Representation of measures (or other box weights)

[gaioguy]

Question by @cafaxo: "By the way... this asks the question on how we want to represent measures in GAIO. I am not sure if a tuple (boxlist::BoxList, measure::Vector{Float64}) is the best way. But this is not the right place to discuss that. :)"

It would be useful to be able to attach weights to Boxes when storing a BoxSet.

[cafaxo]

I disagree with having something attached to Boxes in a BoxSet. More correctly, it would then be a BoxDict and not have the usual set methods any more (union, setdiff, etc.) These methods do not make sense for dictionaries.

[gaioguy]

That is right. So what is the problem with your tuple suggestion?

[cafaxo]

It could be interesting to have an object like

struct BoxFunction{P<:BoxPartition,K,X}
    partition::P
    key_to_value::Dict{K,X}
end

which represents functions from a BoxSet to some space X. Such a function is constant on every box in the BoxSet.

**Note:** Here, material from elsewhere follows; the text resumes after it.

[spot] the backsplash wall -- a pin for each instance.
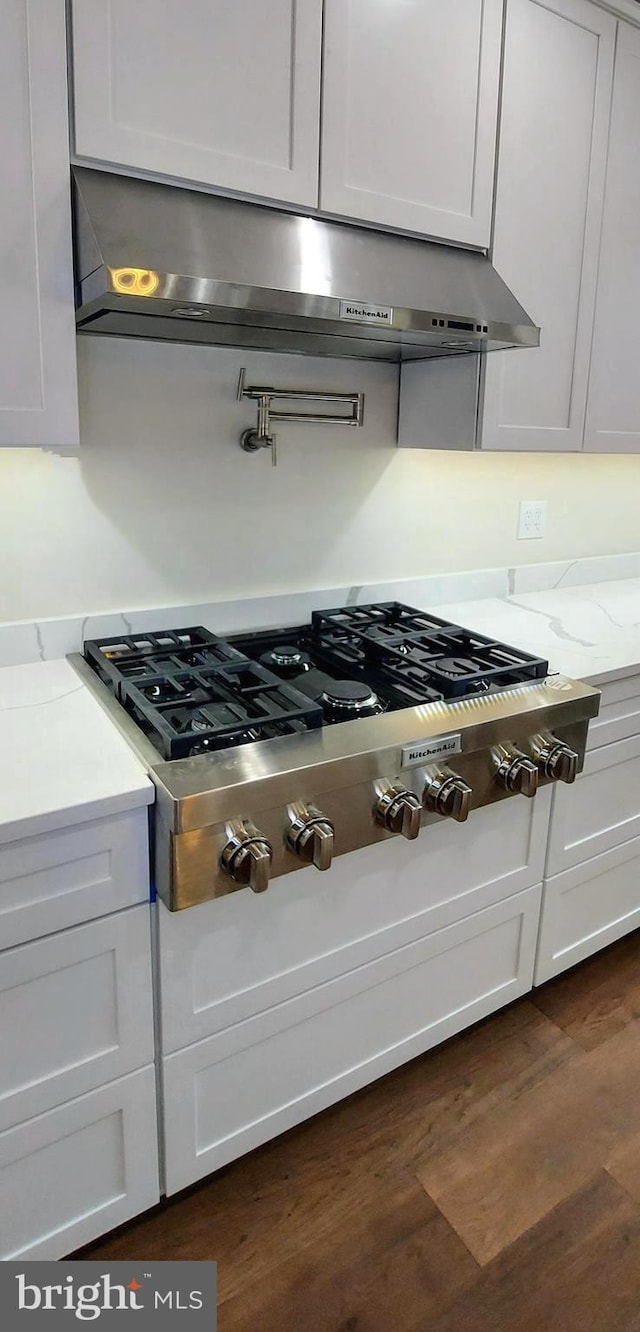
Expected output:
(162, 505)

For these objects, it would be natural to define f + g and scalar multiplication λ f. This can of course be used to represent measures, but could also be useful for representing characteristic functions etc.

[gaioguy]

Yes, that would be useful, indeed. Do I understand correctly, that if a BoxFunction results from some computation on some BoxSet, then the values in key_to_value associated to the keys in that BoxSet would be assigned a value - and all other values would implicitely be/remain nothing?

[cafaxo]

I am not sure. We could define such a function to be nothing outside the BoxSet... or maybe zero(X)?

[gaioguy]

Since the domain(f) (of definition) of a BoxFunction f would be the BoxSet used for construction, I strongly prefer the function to be undefined (which, I assume, is represented by nothing in Julia) outside of that set.

[cafaxo]

We could also throw a DomainError like sqrt(-1) does. That prevents the type instability we would have due to returning Union{X,Nothing}.

[MaHermann]

Do we really need a type for this? Maybe we can, in all situations where we want to have something like this, work with usual functions f(box)? The invariant measure could then look someting along the lines of this:

function invariantMeasure (boxset::BoxSet, transistion_matrix}
    # compute measure here, e.g. with a dict of values (or a vector, etc.)
    # e.g. called `value_of_measure`
    return function invariantMeasure(box) begin
         if !haskey(value_of_measure, box)
             throw DomainError
         end
         return value_of_measure[box]
    end
end

We could probably work exactly like with BoxFunction in all our code, but allow more flexiblity for user-defined functions. Maybe we should also provide some utility methods for creating such functions.

This would probably require something like box in partition to work nicely though, which is not straightforward (e.g. what if a box has the exact same coordinates as a box in the partition, but is not the same object? What if it is exactly subdivided by some boxes in the partition?).

Also, I'm not sure about potential drawbacks for the type system.

[cafaxo]

The idea is that we could then do things like plot(colormap ∘ measure). Where colormap is a usual function from [0,1] to a set of colors and colormap ∘ measure is again a BoxFunction that represents the composition. With a simple old Julia function we couldn't do that.

Furthermore, since we are already representing sets, it could be useful to represent functions on those sets. Example:

f = x -> norm(x) <= 1 # indicator function representing the unit ball
g = BoxFunction(f, domain) # adaptively constructed BoxFunction approximating `f` using a `TreePartition`
integral(g)

Also, I'm not sure about potential drawbacks for the type system.

What do you mean by this?

[gaioguy]

The idea is that we could then do things like plot(colormap ∘ measure). Where colormap is a usual function from [0,1] to a set of colors and colormap ∘ measure is again a BoxFunction that represents the composition. With a simple old Julia function we couldn't do that.

Awesome.

Furthermore, since we are already representing sets, it could be useful to represent functions on those sets. Example:

f = x -> norm(x) <= 1 # indicator function representing the unit ball
g = BoxFunction(f, domain) # adaptively constructed BoxFunction approximating `f` using a `TreePartition`
integral(g)

Yes, computing with functions is really useful (cf. ApproxFun.jl) and having this ability for step functions on a BoxSet seems like a really nice feature (not at all present in the old GAIO).

[gaioguy]

We could also throw a DomainError like sqrt(-1) does. That prevents the type instability we would have due to returning Union{X,Nothing}.

Ok, if that helps in terms of performance, sure.